Installing and Configuring HOL-OCL

I’ve just finished installing/configuring HOL-OCL (except for the X-symbols configuration). This was a pretty complex process and the documentation is pretty scattered. Here’s the flow I followed:

Get HOL-OCL

Install SML/NJ
From: http://www.smlnj.org/dist/working/110.56/index.html
Take a look at INSTALL  – it’s helpful but verbose and not accurate about basic installation

Get these files:
    config.tgz
    boot.<arch>.<os>.tgz  (boot.x86.unix.tgz)
    runtime.tgz
    smlnj-lib.tgz
    MLRISC.tgz
    ml-yacc.tgz
    ml-lex.tgz
    cml.tgz

  1. Create a folder temp for installation source
  2. Unpack config.tgz to config
  3. Put config in temp
  4. Put  from temp/config/* to temp/*  – I don’t think all files are needed here. I just haven’t got around to finding which ones are!
  5. Copy other two tgz files to temp/ folder
  6. Go to temp folder
  7. Rename the main folder containing everything to smlnj
  8. Copy this folder to Isabelle_home/contrib/
  9. Run install.sh

Setting up Isabelle to Use HOL+OCL

Take a look at Section 7.2.1 of HOL-OCL Book
After copying smlnj folder to isabelle_home/contrib/:
Recompile Isabelle using sml/nj :
Overwrite $hol-ocl_dir$/contrib/defs.ML to $isabelle_home$/src/Pure/defs.ML – you can get this file from the hol-ocl installation folder
edit: /usr/local/Isabelle2005/etc/settings – uncomment smlnj portion, comment out polyml portion
Go to isabelle_home
build -m HOL-Complex HOL
this may take a while … sml/nj is a little slow during compilation

get Hol-ocl
Extract to isabelle_home/
Go to isabelle_home/hol-ocl-0.9.0/src
isatool make
set environment variable HOLOCL_HOME

Get ArgoUML
http://argouml.tigris.org/
Java jar file.

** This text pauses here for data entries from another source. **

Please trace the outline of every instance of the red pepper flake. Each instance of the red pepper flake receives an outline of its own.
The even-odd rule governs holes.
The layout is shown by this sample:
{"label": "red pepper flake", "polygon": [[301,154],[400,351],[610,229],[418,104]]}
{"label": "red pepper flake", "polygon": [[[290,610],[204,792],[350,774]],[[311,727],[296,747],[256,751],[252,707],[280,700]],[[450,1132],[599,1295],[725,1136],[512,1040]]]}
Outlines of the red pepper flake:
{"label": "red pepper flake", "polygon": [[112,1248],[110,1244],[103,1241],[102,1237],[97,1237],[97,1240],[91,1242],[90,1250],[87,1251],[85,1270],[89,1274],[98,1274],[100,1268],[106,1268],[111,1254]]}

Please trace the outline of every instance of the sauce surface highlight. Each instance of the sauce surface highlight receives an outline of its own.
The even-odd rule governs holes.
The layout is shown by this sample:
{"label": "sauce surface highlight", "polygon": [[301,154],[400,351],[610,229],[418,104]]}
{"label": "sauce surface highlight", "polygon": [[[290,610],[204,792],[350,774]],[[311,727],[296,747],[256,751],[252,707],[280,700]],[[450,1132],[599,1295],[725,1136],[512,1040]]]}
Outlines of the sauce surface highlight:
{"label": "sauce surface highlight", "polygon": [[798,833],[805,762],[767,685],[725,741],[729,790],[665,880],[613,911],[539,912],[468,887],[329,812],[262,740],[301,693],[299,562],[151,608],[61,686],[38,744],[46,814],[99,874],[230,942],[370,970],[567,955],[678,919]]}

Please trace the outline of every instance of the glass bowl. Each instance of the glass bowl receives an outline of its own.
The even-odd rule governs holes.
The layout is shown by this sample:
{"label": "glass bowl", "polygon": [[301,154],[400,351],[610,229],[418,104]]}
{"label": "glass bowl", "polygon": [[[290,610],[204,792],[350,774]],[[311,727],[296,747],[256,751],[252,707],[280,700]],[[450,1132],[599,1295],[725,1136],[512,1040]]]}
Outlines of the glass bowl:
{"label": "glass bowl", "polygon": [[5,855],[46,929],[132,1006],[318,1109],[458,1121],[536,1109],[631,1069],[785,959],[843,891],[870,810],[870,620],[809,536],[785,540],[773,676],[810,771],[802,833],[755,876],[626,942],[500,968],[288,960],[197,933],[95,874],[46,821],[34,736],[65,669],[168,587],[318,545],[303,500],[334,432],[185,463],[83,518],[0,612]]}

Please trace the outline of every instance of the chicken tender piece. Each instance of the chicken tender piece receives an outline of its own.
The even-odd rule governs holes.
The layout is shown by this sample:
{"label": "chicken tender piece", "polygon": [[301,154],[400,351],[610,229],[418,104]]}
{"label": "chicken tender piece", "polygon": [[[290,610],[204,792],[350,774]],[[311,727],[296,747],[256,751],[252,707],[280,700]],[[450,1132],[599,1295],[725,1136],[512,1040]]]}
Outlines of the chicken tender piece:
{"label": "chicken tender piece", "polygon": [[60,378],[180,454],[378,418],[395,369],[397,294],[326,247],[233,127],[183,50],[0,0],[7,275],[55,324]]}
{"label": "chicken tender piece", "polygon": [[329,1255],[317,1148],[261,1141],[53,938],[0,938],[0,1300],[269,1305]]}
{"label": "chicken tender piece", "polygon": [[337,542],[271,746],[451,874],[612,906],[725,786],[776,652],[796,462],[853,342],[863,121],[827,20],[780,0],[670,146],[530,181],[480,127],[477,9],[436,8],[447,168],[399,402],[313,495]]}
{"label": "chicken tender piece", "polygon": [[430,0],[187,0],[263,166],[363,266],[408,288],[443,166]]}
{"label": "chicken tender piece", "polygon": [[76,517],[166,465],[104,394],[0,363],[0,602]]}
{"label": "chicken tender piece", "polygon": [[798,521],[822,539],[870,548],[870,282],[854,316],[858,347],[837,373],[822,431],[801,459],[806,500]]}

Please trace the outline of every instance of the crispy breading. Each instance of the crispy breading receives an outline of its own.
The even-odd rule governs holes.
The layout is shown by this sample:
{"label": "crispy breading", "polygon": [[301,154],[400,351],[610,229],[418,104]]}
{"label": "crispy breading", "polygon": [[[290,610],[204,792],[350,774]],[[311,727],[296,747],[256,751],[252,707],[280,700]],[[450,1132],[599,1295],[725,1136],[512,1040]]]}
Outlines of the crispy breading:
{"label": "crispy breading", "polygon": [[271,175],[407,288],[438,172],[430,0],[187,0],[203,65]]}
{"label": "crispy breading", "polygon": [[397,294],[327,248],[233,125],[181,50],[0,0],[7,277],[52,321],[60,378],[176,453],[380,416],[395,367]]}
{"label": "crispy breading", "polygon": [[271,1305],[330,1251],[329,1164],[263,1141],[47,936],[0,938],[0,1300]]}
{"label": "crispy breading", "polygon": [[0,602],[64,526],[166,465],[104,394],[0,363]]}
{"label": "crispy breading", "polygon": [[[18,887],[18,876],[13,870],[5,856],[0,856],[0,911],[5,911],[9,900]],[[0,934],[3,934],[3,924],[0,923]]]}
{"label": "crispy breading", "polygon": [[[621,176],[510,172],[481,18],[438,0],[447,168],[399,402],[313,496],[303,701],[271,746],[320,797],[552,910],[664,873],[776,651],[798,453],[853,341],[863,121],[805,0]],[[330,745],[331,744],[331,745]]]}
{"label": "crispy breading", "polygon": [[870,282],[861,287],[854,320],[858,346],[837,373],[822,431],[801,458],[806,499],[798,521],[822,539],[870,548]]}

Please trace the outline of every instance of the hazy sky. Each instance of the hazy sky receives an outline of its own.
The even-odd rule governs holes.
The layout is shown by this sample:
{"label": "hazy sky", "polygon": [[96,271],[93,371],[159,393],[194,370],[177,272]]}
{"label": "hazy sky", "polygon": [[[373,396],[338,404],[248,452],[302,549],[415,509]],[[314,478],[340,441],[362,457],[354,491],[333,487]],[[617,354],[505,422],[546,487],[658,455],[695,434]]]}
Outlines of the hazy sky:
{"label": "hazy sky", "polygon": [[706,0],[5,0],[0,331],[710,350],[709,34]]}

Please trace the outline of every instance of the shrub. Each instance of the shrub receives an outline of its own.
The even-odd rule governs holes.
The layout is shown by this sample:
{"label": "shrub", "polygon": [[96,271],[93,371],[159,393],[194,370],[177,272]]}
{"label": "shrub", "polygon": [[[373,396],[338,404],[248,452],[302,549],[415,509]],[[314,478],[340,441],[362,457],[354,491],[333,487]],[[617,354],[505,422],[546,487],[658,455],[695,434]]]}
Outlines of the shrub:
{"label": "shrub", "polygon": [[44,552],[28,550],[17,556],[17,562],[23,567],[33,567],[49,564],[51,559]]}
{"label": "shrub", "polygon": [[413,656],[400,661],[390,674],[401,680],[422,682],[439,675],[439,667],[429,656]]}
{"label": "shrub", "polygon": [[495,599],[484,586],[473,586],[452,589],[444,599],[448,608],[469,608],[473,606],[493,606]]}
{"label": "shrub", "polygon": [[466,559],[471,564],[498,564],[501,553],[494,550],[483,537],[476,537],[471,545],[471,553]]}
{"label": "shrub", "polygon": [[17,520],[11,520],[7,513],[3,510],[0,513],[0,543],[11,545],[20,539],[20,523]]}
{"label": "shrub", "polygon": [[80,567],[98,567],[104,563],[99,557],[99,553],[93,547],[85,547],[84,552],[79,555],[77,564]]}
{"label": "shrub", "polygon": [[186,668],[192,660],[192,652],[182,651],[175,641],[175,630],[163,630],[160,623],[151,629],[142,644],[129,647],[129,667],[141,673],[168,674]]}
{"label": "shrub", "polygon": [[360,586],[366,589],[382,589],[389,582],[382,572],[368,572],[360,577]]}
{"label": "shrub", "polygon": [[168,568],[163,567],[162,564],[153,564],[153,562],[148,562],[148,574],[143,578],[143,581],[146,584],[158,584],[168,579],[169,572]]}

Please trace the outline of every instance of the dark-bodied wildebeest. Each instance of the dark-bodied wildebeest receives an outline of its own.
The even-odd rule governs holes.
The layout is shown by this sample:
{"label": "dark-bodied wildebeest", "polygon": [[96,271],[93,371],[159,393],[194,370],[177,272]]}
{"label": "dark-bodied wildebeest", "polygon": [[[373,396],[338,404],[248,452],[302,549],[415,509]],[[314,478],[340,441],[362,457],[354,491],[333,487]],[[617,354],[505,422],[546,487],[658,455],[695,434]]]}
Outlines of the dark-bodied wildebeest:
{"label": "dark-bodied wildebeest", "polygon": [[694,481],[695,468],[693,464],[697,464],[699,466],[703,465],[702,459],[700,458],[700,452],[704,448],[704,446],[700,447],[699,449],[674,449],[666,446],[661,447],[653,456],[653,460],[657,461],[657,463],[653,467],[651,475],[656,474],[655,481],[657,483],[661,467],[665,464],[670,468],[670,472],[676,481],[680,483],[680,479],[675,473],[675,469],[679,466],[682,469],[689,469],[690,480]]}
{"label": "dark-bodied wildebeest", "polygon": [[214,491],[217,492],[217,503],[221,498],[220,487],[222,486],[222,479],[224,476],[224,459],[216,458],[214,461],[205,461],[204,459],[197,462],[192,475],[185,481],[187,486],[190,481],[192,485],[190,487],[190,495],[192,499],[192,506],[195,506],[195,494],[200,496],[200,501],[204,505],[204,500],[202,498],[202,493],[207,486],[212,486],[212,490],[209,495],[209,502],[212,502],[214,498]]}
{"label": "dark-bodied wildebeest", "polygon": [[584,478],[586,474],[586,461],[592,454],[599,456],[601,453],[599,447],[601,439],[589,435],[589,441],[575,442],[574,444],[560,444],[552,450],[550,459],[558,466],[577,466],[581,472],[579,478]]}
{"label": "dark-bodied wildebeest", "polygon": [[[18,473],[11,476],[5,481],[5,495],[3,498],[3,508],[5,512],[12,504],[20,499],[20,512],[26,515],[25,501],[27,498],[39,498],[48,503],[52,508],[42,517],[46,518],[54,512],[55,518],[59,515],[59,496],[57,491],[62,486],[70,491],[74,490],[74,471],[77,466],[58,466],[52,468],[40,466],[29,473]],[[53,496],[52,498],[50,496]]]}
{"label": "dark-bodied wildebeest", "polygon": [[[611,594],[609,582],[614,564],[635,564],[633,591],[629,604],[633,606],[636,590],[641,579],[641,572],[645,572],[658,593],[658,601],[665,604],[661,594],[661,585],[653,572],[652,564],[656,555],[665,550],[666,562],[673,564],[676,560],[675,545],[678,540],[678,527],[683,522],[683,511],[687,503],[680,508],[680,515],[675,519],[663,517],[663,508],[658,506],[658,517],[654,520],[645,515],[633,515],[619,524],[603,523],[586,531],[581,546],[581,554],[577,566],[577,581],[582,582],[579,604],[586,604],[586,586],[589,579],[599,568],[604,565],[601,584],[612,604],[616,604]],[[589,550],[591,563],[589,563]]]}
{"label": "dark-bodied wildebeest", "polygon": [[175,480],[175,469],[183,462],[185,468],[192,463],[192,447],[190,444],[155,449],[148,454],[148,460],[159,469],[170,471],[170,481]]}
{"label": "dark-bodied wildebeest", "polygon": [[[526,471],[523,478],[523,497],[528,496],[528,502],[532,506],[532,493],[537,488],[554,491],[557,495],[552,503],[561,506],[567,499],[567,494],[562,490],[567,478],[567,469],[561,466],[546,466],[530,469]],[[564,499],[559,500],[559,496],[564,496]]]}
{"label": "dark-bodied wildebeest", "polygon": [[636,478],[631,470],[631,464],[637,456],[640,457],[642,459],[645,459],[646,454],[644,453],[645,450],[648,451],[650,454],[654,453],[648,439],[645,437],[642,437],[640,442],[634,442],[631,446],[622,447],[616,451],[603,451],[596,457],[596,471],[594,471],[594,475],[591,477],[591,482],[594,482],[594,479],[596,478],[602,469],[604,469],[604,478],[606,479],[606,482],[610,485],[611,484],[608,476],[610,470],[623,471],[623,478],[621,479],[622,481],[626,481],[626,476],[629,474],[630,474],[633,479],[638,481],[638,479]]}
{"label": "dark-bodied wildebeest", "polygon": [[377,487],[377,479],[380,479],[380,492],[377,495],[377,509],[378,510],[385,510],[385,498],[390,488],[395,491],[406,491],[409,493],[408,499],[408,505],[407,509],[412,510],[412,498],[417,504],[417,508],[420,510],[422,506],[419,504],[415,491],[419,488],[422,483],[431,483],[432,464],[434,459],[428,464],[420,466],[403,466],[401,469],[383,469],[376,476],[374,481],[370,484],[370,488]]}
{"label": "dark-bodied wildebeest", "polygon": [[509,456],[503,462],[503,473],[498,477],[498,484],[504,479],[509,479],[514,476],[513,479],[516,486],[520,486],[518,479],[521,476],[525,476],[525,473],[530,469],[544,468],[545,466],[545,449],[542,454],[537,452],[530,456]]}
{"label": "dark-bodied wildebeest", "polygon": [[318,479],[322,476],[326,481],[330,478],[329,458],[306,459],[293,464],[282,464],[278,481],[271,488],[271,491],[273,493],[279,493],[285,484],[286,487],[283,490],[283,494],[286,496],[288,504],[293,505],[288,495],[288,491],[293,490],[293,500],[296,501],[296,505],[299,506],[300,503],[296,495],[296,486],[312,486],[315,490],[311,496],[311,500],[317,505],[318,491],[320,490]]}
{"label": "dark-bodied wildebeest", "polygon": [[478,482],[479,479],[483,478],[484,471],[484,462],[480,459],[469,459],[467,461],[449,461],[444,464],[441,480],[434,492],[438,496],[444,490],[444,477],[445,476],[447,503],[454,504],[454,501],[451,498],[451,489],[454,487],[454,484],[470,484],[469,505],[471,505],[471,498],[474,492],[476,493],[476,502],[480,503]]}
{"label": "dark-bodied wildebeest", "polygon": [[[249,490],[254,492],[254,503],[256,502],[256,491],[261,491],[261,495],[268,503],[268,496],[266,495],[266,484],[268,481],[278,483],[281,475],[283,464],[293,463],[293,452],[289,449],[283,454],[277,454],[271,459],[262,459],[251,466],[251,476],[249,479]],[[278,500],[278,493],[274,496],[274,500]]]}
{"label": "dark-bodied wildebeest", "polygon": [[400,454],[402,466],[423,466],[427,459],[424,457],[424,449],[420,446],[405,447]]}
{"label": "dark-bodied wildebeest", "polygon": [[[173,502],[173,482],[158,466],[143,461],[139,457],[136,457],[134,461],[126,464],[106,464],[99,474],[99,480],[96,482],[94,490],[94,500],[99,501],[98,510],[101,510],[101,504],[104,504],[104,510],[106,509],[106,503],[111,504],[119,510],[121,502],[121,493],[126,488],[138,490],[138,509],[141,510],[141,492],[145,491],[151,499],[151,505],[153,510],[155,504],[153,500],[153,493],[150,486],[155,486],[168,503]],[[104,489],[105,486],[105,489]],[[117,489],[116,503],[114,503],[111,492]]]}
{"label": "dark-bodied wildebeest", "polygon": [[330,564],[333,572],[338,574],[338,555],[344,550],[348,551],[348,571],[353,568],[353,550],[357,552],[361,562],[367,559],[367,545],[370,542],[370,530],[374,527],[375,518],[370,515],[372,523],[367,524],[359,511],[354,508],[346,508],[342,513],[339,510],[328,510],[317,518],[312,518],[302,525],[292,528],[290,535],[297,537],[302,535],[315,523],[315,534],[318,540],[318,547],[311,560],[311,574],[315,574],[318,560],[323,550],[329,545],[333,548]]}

Easy to run. Works beautifully

Get Dresden OCL1.2 for OCL2
From: http://dresden-ocl.sourceforge.net/index.html
run using: java -jar ocl20parsertools.jar

Take a look at their Publications
http://www.brucker.ch/projects/hol-ocl/
A Model Transformation Semantics and Analysis Methodology for SecureUML.

And now that I’ve done it, I’m not sure I’m going to use it but I may give it a try. It seems promising for a specific area of application of formal methods.